StereoPolicy: Improving Robotic Manipulation Policies via Stereo Perception
2026-05-11 • Robotics
RoboticsComputer Vision and Pattern Recognition
AI summaryⓘ
The authors introduce StereoPolicy, a new method for teaching robots to manipulate objects using pairs of stereo images instead of single camera views. This helps the robot better understand depth and space without needing complex 3D models or camera setup. Their method uses existing 2D image processing tools combined with a special transformer to find spatial relationships between the images. They tested StereoPolicy in simulations and real robots, showing it works better than other common input types like RGB or 3D point clouds. This suggests stereo vision is a useful and practical way to improve robotic manipulation skills.

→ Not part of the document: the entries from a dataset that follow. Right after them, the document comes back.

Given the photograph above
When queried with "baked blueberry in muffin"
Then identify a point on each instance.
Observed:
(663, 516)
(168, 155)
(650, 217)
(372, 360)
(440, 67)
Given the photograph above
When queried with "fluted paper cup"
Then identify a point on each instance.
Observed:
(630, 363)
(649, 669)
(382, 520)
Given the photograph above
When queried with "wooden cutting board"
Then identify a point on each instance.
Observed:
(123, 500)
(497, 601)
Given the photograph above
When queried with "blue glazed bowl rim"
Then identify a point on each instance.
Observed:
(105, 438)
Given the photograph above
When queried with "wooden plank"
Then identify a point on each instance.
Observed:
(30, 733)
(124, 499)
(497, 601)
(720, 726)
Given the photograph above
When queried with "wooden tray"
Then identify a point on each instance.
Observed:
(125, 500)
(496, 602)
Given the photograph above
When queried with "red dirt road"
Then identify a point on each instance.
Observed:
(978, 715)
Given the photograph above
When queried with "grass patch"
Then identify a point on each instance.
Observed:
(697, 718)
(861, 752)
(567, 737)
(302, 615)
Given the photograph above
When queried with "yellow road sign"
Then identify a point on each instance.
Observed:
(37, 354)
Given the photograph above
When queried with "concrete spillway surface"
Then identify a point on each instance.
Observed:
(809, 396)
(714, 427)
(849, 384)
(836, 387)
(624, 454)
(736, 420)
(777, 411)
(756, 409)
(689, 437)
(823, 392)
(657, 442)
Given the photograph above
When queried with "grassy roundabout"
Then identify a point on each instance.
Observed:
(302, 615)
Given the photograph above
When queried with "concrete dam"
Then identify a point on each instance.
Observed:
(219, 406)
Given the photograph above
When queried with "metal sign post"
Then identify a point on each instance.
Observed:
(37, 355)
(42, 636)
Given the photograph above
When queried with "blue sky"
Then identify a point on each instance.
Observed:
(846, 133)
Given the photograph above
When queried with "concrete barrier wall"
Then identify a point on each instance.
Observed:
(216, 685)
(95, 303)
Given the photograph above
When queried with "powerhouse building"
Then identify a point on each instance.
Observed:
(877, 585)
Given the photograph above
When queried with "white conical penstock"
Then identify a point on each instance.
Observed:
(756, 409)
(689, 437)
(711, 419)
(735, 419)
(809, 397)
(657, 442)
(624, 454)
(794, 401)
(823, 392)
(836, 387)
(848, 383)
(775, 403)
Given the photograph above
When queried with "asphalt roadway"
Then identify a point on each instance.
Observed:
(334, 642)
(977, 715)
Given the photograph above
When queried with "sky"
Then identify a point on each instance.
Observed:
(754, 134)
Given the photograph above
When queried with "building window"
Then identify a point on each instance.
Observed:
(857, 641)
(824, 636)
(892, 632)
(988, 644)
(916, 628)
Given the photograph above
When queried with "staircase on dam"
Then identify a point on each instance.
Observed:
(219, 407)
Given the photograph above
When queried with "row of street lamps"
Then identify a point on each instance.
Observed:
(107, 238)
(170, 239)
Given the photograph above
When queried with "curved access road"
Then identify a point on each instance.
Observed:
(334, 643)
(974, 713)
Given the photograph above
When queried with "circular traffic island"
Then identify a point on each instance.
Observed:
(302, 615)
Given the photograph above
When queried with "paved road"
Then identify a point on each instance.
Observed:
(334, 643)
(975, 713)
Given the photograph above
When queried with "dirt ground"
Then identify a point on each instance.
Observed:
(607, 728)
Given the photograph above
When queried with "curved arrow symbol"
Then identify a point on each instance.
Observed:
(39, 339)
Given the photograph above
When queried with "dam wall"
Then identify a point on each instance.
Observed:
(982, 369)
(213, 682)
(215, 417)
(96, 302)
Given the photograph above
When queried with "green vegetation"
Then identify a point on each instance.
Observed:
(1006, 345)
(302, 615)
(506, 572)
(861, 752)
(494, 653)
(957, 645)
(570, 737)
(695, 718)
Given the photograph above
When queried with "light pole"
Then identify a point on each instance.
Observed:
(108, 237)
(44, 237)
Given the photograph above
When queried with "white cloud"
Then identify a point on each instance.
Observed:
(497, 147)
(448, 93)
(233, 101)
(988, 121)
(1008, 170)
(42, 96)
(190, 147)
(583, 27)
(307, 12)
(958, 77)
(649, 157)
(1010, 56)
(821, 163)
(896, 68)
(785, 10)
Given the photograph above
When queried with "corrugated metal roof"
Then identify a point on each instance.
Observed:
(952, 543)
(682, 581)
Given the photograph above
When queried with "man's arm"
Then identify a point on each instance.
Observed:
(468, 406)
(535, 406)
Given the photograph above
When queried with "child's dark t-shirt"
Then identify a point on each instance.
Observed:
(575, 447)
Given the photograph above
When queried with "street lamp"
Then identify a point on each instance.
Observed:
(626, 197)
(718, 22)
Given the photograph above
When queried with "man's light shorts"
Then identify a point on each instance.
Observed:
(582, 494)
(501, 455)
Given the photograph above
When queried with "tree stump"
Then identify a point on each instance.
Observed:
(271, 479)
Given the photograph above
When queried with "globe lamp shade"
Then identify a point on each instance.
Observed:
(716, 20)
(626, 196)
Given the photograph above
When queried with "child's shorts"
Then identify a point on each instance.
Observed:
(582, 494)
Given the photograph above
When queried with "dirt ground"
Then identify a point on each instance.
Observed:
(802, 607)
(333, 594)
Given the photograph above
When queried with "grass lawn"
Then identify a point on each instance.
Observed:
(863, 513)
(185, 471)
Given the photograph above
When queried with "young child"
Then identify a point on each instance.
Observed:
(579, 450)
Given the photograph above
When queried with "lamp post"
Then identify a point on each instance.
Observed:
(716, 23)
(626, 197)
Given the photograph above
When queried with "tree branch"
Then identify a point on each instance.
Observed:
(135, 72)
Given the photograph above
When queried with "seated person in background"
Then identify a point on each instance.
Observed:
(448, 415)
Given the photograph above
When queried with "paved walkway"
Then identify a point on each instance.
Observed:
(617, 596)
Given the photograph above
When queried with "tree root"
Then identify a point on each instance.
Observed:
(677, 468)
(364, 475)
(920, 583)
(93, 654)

robot imitation learningvisuomotor policiesstereo visionstereo imagesStereo Transformerpretrained 2D vision encodersdepth cuesgeometric reasoningdiffusion-based policiesvision-language-action policies
Authors
Evans Han, Yunfan Jiang, Yingke Wang, Haoyue Xiao, Huang Huang, Jianwen Xie, Jiajun Wu, Li Fei-Fei, Ruohan Zhang
Abstract
Recent advances in robot imitation learning have yielded powerful visuomotor policies capable of manipulating a wide variety of objects directly from monocular visual inputs. However, monocular observations inherently lack reliable depth cues and spatial awareness, which are critical for precise manipulation in cluttered or geometrically complex scenes. To address this limitation, we introduce StereoPolicy, a new visuomotor policy learning framework that directly leverages synchronized stereo image pairs to strengthen geometric reasoning, without requiring explicit 3D reconstruction or camera calibration. StereoPolicy employs pretrained 2D vision encoders to process each image independently and fuses the resulting representations through a Stereo Transformer. This design implicitly captures spatial correspondence and disparity cues. The framework integrates seamlessly with diffusion-based and pretrained vision-language-action (VLA) policies, delivering consistent improvements over RGB, RGB-D, point cloud, and multi-view baselines across three simulation benchmarks: RoboMimic, RoboCasa, and OmniGibson. We further validate StereoPolicy on real-robot experiments spanning both tabletop and bimanual mobile manipulation settings. Our results underscore stereo vision as a scalable and robust modality that bridges 2D pretrained representations with 3D geometric understanding for robotic manipulation.